[PATCH RFC v1 1/9] KVM: Introduce pinning flag to hva_to_pfn*

From: Nikunj A Dadhania
Date: Mon Mar 07 2022 - 23:40:19 EST


KVM allocates pages with get_user_pages_* (that use FOLL_GET). For
long term pinning of guest pages pin_user_pages_* (that use FOLL_PIN)
need to be used.
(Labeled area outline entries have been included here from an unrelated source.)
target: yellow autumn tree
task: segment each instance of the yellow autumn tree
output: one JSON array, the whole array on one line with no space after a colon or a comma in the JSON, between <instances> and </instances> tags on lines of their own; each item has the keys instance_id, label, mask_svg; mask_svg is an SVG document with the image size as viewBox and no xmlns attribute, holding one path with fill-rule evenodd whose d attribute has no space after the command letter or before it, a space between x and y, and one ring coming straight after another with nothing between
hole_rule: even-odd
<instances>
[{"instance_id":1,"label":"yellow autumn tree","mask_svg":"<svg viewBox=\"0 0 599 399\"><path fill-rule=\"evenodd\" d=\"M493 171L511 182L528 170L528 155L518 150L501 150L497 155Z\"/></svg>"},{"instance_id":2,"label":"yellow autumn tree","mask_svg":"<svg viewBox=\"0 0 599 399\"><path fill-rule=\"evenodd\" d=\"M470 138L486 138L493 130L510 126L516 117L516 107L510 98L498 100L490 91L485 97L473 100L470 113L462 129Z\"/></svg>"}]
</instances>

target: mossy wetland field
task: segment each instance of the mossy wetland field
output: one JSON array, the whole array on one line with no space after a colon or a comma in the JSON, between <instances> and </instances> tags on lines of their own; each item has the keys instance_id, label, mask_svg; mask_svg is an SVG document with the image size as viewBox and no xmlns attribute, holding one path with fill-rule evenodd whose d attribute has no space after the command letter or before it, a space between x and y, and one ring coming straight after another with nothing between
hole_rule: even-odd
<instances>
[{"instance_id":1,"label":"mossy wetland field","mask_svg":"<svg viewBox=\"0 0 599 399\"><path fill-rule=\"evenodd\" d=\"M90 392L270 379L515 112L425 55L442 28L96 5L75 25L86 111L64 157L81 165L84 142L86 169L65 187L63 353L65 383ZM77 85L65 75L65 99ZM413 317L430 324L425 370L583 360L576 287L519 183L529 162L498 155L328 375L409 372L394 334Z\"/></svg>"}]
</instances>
Add a flag to hva_to_pfn* to allocate pinned pages
when the memslot represents encrypted memory.

Suggested-by: David Hildenbrand <david@xxxxxxxxxx>
Signed-off-by: Nikunj A Dadhania <nikunj@xxxxxxx>
---
include/linux/kvm_host.h | 6 ++++
virt/kvm/kvm_main.c | 63 ++++++++++++++++++++++++++++++----------
virt/kvm/kvm_mm.h | 2 +-
virt/kvm/pfncache.c | 2 +-
4 files changed, 56 insertions(+), 17 deletions(-)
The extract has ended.